Bridge the gap between leadership and team members with transparent, open dialogue.
Good tips, there.
The Big Photo
A WordCamp tradition is to try to squeeze every willing participant into a photo. Clearly with the size that these events are, nowadays, this requires some wrangling (and, in this case,
the photographers standing atop the roof of a nearby building to get everybody into frame).
I’ll have to keep an eye out for the final picture and see if I can find myself in it.
I always find that learning about bleeding edge CSS techniques makes me feel excited and optimistic, perhaps because
CSS lends itself so well towards a progressive enhancement approach to development: often, you can start using a new technique
today and it’ll only benefit, say, people using a beta version of a particular browser (and perhaps only if they opt-in to the applicable feature flag). But if you’ve designed
your site right then the lack of this feature won’t impact anybody else, and eventually the feature will (hopefully) trickle-down into almost everybody’s Web experience.
Anyway, that’s what Fellyph Cintra says too, but he adds that possibly we’ve still not grown out of thinking that browsers take a long
time between versions. 5 years passed between the release of Internet Explorer 6 and Internet Explorer 7, for example! But nowadays most browsers are evergreen with releases each
month! (Assuming we quietly ignore that Apple don’t sent new versions of Safari to old verisons of MacOS, continuing to exacerbate a problem that we used to see with Internet Explorer
on Windows, ahem.)
An important new development may come from Baseline, a project to establish a metric of what you can reliably use on the Web today. So a
bit like Can I Use, I guess, but taken from the opposite direction: starting from the browsers and listing the features, rather than the other way
around.
Anyway, Fellyph went on to share some exciting new ideas that we should be using, like:
object-fit and object-position, which can make the contents of any container “act like” a background
aspect-ratio, which I’m already using and I love, but I enjoyed how Fellyph suggested combining the two to crop images to a fluid container on the client side
scroll-behavior: smooth, which I’ve used before; it’s pretty good
clamp, which I use… but I’m still not sure I fully grok it: I always have to load some documentation with examples when I use it
@container queries, which can apply e.g. (max-width: ...) rules to things other than the viewport, which I’ve not found a need for yet but I can see the
value of it
@layers, which grant an additional level of importance in the cascade: for example, you might load a framework into a layer (with @import url(...)

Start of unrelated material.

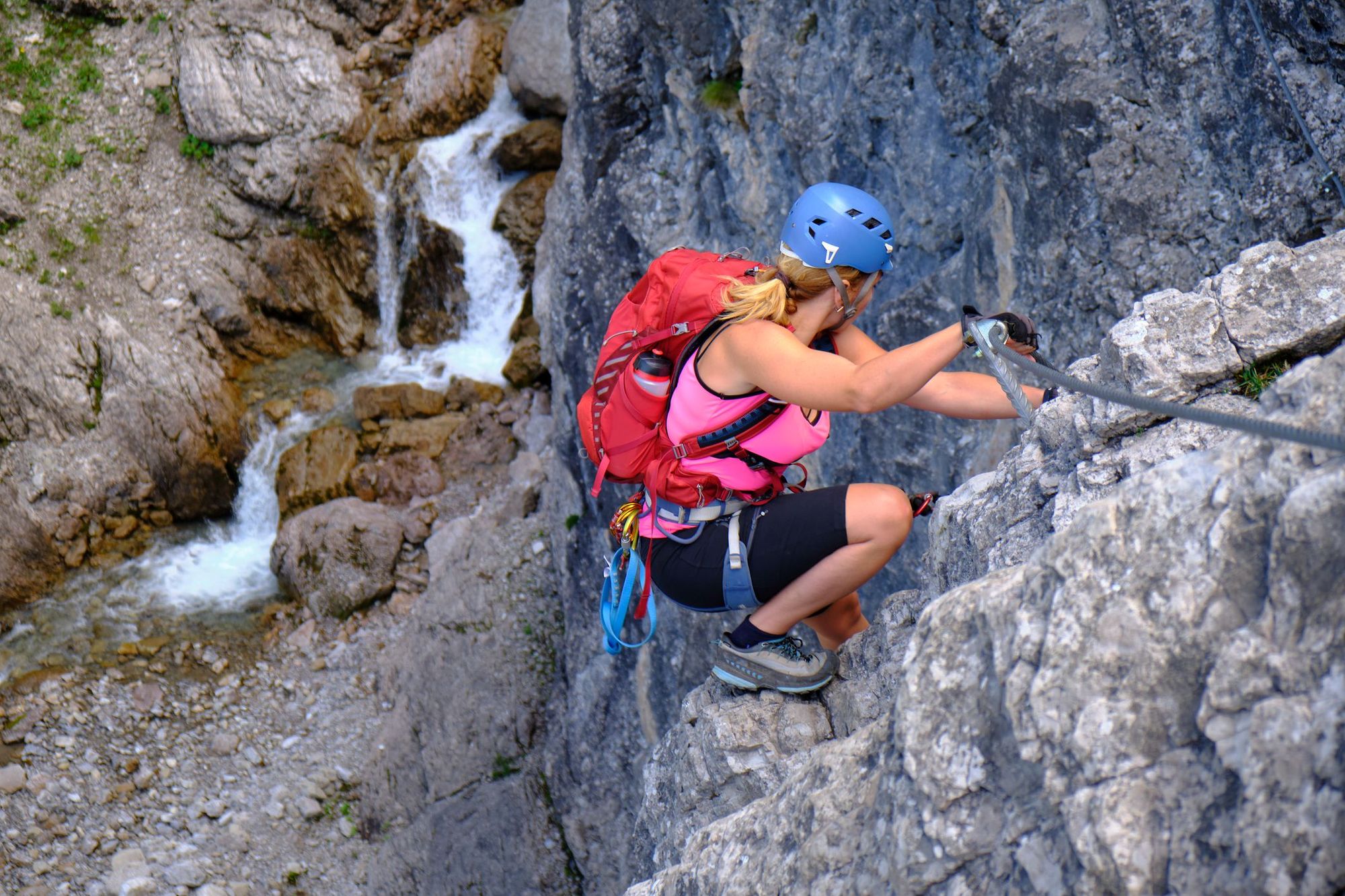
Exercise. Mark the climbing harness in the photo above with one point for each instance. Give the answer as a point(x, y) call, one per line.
point(1331, 177)
point(626, 579)
point(992, 341)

layer(framework)) which is defined as a lower-priority than your override layer, meaning you won’t have to start slapping !important all over the shop
@media (400px <= width <= 600px)-style media queries, which are much easier to understand than min-width: if you’re used to thinking in a
more-procedural programming language (I assume they work in container queries too!)
It’s also worth remembering:
@supports, which is badass and I love and use it already (it was especially useful as display: grid began to roll out and I wanted to start using it but
needed to use a fallback method for browsers that didn’t support it yet
:has(), which I’ve long thought is game-changing: styling something based on what it contains is magical; not really suitable for mainstream use yet without
Firefox support, though (it’s still behind a feature flag)! Fellyph sold me on the benefit of :not(:has(...)), though!
Nesting, which again doesn’t have Firefox support yet but provides SCSS-like nesting in CSS, which is awesome
Scroll-driven animations, which can e.g. do parallax effects without JavaScript (right now it’s Canary only, mind…), using e.g. animation-timeline: and
animation-range: to specify that it’s the scroll position within the document that provides the timeline for the animation
And keeping an eye on upcoming things like text-balanced (which I’m already excited by), popover, selectmenu, view transitions (which I’ve been
experimenting with because they’re cool), and scoped style.
For my second workshop, I joined Google’s Adam Silverstein to watch him dissect a few participants’ websites performance using Core Web
Vitals as a metric. I think I already know the basics of Core Web Vitals, but when it comes to improving my score (especially on work-related sites with
unpleasant reliance on heavyweight frameworks like React, in my experience).
We talked a lot about render blocking (thanks to JS and CSS in the
<head>), thread blocking (by scripts, especially those reacting to user input), TTFB (relating to actual network
and server performance, or at least server-side processing), TBT (the time between FCP and TTI), and the upcoming change to measure INP rather than FID. That’s a lot of acronyms.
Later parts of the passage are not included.